Unfortunately, R sometimes changes types under your nose. Suppose we write a function, `subset2`. It takes as argument a data frame, and two functions that take a data frame as argument. It filters the data column-wise using `col_f`, then rowwise using `row_f`.
```{r}
subset2 <- function(df, col_f, row_f) {
df <- df[, col_f(df)]
df[row_f(df), ]
}
subset2(mtcars, \(x) colSums(x) > 500, \(x) rowSums(x) > 500)
```
That seems to work. (Deadly words!) But what if my finger had slipped when I typed `500`?
```{r, error = TRUE}
subset2 <- function(df, col_f, row_f) {
df <- df[row_f, col_f(df)]
df[row_f(df), ]
}
subset2(mtcars, \(x) colSums(x) > 5000, \(x) rowSums(x) > 500)
```
What happened? Only one column of `mtcars`, `disp`, has a column sum greater than 5000. And what happens if you select a single column with array-style indexing?
```{r}
mtcars[, "disp"]
```
R helpfully simplifies to an atomic vector. We can fix our function by disabling this behavior:
```{r}
subset3 <- function(df, col_f, row_f) {
df <- df[, col_f(df), drop = FALSE]
df[row_f(df), ]
}
subset3(mtcars, \(x) colSums(x) > 5000, \(x) rowSums(x) > 500)
```
or, even more sensibly, using list subsetting (single brackets, no comma), which never simplifies.
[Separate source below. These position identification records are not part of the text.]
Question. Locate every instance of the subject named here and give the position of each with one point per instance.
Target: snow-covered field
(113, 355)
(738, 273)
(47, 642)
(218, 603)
This behavior isn't indefensible. It's consistent with how subsetting works on arrays (which are usually atomic vectors). In interactive use, it's convenient, since then you're usually interested in the data a column contains, not the object containing it. But automatic simplification is easily missed and potentially destructive, and the way to avoid it can be found only if you carefully read the documentation.
# Brevity is the Soul of Bugs
Suppose you have the following vector:
```{r}
x <- c(1, 4, 7, NA, -9, NA)
```
R is strict about missing values, but not about logical constants. `T` and `F` can be used as abbreviations for `TRUE` and `FALSE`, respectively. The following is a valid way of taking the mean:
```{r}
mean(x, na.rm = T)
```
Likewise, with `F` for `FALSE`:
```{r}
mtcars[1:5, "cyl", drop = F]
```
What's the harm in this? While `TRUE` and `FALSE` are reserved words, the abbreviations _aren't_. Let's say your colleague creates a variable `T`, making sure to use uppercase to avoid masking the `t` function:
```{r}
T <- pt(2, df = 10)
```
This code now fails in a confusing way:
```{r}
mean(x, na.rm = T)
```
The reason for this feature, as before, is clear: it's convenient in interactive use. The problem with it is equally clear: it's suicidal in programmatic use.
# Conclusion
The theme here is obvious: features that save a few keystrokes in interactive use can cause maddening bugs if carelessly used in production code. You need familiarity with the language and some degree of vigilance to avoid the pitfalls, and everyone slips now and again.
The longer I've spent with R, the more convinced I've become that R has outgrown these features. R was designed as an environment for interactive data exploration, statistical testing, and graphical displays, but today it can do so much more: serve Web apps, query remote databases, render just about any document (even this one) with Rmarkdown or Quarto, and many other uses.
But to fulfill these sophisticated use cases, you have to carefully avoid traps like the ones discussed here. Some organizations have no doubt avoided the problem by switching to Python. So R's design emphasis on interactivity may limit its growth.
Moreover, the benefits these features deliver are scant. The three behaviors I describe - partial argument matching, logical abbreviations, and `drop = FALSE` save a bit of typing (or, in the last case, an extra step of data manipulation). A few key strokes saved here and there adds up quickly, and the savings
may have been significant in the days when users were limited to R's basic `readline` prompt. But that doesn't balance the potential harm they can cause in production code today, especially when modern IDEs (and Vim or Emacs, of course) support autocompletion, obviating the need for abbreviated code.
Don't get me wrong. R remains a powerful, expressive language built on solid design principles. It's my first choice for any kind of data manipulation, and I still find it fun and satisfying to use. But some of its behaviors are more at home in its past than its future.